Nombreux sont les Etats qui ont vécu ou qui vivent des tendances sécessionnistes, rappelons-nous l’épisode sécessionniste de la catalogne, il y’a à peine 4 ans.
La Tunisie était par le passé une terre tribale. Bourguiba et l’Etat de l’indépendance ont fait en sorte de «supprimer» cette tendance et de bâtir un seul Etat. Mais a-t-on réussi à le faire ? Est-ce que l’on est sûr que l’appartenance tribale a disparue ou du moins qu’elle est moins importante que l’appartenance à l’Etat nation ?
Il n’est pas rare d’entendre des gens se présenter comme appartenant à telle ou telle tribu (remplacé souvent par un nom de famille), alors que cela n’a aucun sens s’il n’existait qu’une seule Tunisie.
Il n’est pas rare non plus que les journalistes, les politiques, les débatteurs des plateaux télé et autres intervenants médiatiques et politiques présentent une personne tunisienne comme étant issus de telle ou telle tribu pour en déduire des conséquences tenants à cette appartenance. Les pourparlers pour la résolution de certains problèmes d’ordre sociale ou politique se font d’ailleurs par l’intermédiaire des « vieux des villages », à savoir les représentants des tribus.
Il existe deux Tunisie, parce qu’il n’y a pas d’égalité de genres. Les hommes et les femmes ne sont pas du tout égaux en droit et en devoir. Ce n’est pas uniquement la femme qui n’est pas l’égal de l’homme, mais ce dernier se trouve souvent traité différemment ce qui crée des tensions de couples, de familles et de sociétés. Qu’avons-nous fait de notre cher code du statut personnel qui est figé dans le temps depuis 1956 ? Des concepts de chef de famille, de l’homme banquier de la famille… n’ont plus lieu d’être aujourd’hui et doivent absolument être revus.
Il existe deux Tunisie. Celle des riches et celles des pauvres. Celle de ceux qui circulent uniquement de leur voiture et celle de ceux qui ne connaissent que le transport en commun. Souvent les deux ne voient les paysages que de haut. Celui de leur voiture tout terrain pour les uns, celui des bus et des métros, voire des cabines arrières des camions de transport d’ouvriers et d’ouvrières.
Il existe deux tunisiens. Celle des politiques et celle du peuple. Les premiers sont occupés à brasser de l’air, les seconds essayant de trouver de l’air pour respirer.
Il existe deux Tunisie. Celle des travailleurs dans le secteur informel qui ne sont assujettis ni à l’impôt, ni aux obligations sociales ni à aucune autre contrainte, et celle des travailleurs du secteur formel qui croulent sous les obligations et sous les charges.

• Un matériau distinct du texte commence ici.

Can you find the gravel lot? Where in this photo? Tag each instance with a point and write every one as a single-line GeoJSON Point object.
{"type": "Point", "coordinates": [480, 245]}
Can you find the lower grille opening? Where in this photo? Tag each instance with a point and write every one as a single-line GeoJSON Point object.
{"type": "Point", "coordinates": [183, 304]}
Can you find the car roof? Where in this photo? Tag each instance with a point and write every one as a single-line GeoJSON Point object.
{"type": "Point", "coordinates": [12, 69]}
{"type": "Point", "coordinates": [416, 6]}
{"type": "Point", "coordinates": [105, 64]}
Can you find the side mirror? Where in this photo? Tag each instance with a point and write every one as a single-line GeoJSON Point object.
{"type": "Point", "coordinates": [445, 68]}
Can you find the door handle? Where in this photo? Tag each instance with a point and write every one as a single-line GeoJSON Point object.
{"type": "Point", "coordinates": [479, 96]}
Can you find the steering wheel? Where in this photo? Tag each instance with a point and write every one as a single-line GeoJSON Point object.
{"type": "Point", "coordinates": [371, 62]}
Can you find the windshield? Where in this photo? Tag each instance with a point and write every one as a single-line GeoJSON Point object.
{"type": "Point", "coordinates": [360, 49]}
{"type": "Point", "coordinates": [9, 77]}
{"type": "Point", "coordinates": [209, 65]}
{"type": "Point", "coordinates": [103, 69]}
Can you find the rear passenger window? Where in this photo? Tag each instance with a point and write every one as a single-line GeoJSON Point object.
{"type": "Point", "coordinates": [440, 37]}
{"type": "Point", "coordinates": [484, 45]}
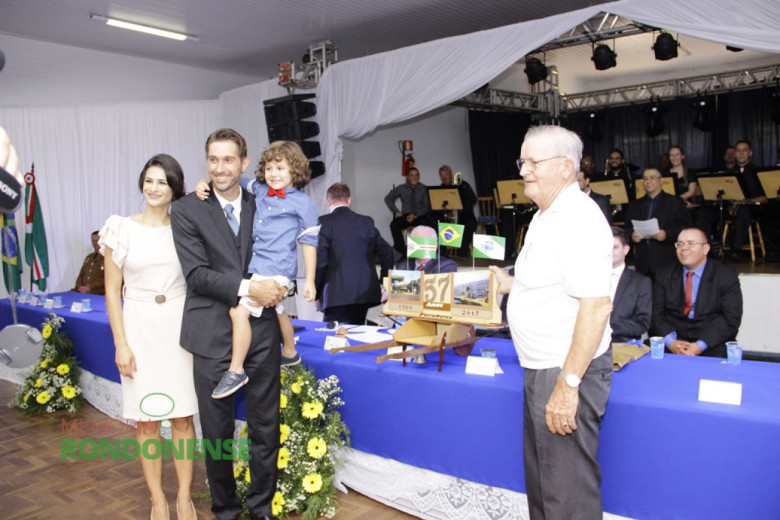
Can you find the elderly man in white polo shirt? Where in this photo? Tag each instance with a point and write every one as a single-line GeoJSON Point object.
{"type": "Point", "coordinates": [558, 312]}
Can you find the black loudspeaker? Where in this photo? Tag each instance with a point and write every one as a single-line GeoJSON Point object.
{"type": "Point", "coordinates": [285, 121]}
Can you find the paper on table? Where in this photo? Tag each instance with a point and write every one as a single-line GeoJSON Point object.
{"type": "Point", "coordinates": [646, 228]}
{"type": "Point", "coordinates": [370, 337]}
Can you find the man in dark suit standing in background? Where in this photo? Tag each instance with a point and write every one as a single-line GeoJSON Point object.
{"type": "Point", "coordinates": [697, 303]}
{"type": "Point", "coordinates": [348, 249]}
{"type": "Point", "coordinates": [654, 251]}
{"type": "Point", "coordinates": [632, 294]}
{"type": "Point", "coordinates": [214, 260]}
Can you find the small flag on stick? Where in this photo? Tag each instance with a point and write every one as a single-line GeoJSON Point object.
{"type": "Point", "coordinates": [450, 235]}
{"type": "Point", "coordinates": [421, 247]}
{"type": "Point", "coordinates": [489, 246]}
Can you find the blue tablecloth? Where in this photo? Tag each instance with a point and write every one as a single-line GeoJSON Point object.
{"type": "Point", "coordinates": [663, 453]}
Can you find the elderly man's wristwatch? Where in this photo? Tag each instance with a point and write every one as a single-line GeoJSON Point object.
{"type": "Point", "coordinates": [571, 379]}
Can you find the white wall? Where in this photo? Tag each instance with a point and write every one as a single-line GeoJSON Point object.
{"type": "Point", "coordinates": [372, 165]}
{"type": "Point", "coordinates": [45, 74]}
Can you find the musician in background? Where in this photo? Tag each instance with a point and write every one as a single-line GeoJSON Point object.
{"type": "Point", "coordinates": [466, 216]}
{"type": "Point", "coordinates": [746, 173]}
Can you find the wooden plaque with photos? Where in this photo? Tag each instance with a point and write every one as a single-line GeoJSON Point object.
{"type": "Point", "coordinates": [467, 297]}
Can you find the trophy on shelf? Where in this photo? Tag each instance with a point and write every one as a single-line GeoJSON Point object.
{"type": "Point", "coordinates": [441, 311]}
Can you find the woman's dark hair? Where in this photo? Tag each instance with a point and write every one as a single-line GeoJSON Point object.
{"type": "Point", "coordinates": [173, 173]}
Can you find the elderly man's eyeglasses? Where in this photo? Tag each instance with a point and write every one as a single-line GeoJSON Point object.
{"type": "Point", "coordinates": [531, 164]}
{"type": "Point", "coordinates": [689, 244]}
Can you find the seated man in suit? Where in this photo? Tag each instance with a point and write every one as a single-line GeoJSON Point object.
{"type": "Point", "coordinates": [602, 200]}
{"type": "Point", "coordinates": [632, 294]}
{"type": "Point", "coordinates": [653, 252]}
{"type": "Point", "coordinates": [697, 303]}
{"type": "Point", "coordinates": [347, 252]}
{"type": "Point", "coordinates": [427, 265]}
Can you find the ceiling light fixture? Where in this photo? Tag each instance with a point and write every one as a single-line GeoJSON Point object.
{"type": "Point", "coordinates": [535, 70]}
{"type": "Point", "coordinates": [665, 47]}
{"type": "Point", "coordinates": [113, 22]}
{"type": "Point", "coordinates": [604, 57]}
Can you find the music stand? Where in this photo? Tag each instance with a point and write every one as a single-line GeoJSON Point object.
{"type": "Point", "coordinates": [667, 186]}
{"type": "Point", "coordinates": [770, 181]}
{"type": "Point", "coordinates": [615, 189]}
{"type": "Point", "coordinates": [725, 187]}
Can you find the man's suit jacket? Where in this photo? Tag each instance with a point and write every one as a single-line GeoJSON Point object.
{"type": "Point", "coordinates": [651, 255]}
{"type": "Point", "coordinates": [718, 309]}
{"type": "Point", "coordinates": [633, 306]}
{"type": "Point", "coordinates": [435, 266]}
{"type": "Point", "coordinates": [604, 205]}
{"type": "Point", "coordinates": [349, 245]}
{"type": "Point", "coordinates": [214, 261]}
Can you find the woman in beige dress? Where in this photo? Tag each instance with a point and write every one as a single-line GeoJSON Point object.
{"type": "Point", "coordinates": [157, 381]}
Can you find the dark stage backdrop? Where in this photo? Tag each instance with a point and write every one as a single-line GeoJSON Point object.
{"type": "Point", "coordinates": [496, 137]}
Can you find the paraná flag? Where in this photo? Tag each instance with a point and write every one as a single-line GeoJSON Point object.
{"type": "Point", "coordinates": [421, 247]}
{"type": "Point", "coordinates": [450, 235]}
{"type": "Point", "coordinates": [36, 253]}
{"type": "Point", "coordinates": [489, 246]}
{"type": "Point", "coordinates": [12, 265]}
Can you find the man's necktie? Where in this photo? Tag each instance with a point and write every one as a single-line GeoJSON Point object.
{"type": "Point", "coordinates": [231, 218]}
{"type": "Point", "coordinates": [688, 292]}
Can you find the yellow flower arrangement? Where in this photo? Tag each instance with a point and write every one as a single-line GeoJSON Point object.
{"type": "Point", "coordinates": [312, 483]}
{"type": "Point", "coordinates": [284, 458]}
{"type": "Point", "coordinates": [316, 448]}
{"type": "Point", "coordinates": [54, 381]}
{"type": "Point", "coordinates": [296, 387]}
{"type": "Point", "coordinates": [310, 430]}
{"type": "Point", "coordinates": [311, 410]}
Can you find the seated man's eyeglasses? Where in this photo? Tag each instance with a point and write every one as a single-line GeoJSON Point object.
{"type": "Point", "coordinates": [531, 164]}
{"type": "Point", "coordinates": [689, 244]}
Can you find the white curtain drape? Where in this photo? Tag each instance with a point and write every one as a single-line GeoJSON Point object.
{"type": "Point", "coordinates": [87, 163]}
{"type": "Point", "coordinates": [355, 97]}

Il existe deux Tunisie géographiquement parlant. Celle des régions intérieures et celles des régions côtières. On dit que la mémoire collective est courte. C’est peut-être pour cela que la mémoire tunisienne a oublié que c’est là, l’une des raisons essentielles ayant allumé la brèche de la révolution de 2011.
C’est peut-être cet oubli collectif qui explique l’absence de concrétisation du principe de discrimination régionale positive. Ah oui, parlons de discrimination.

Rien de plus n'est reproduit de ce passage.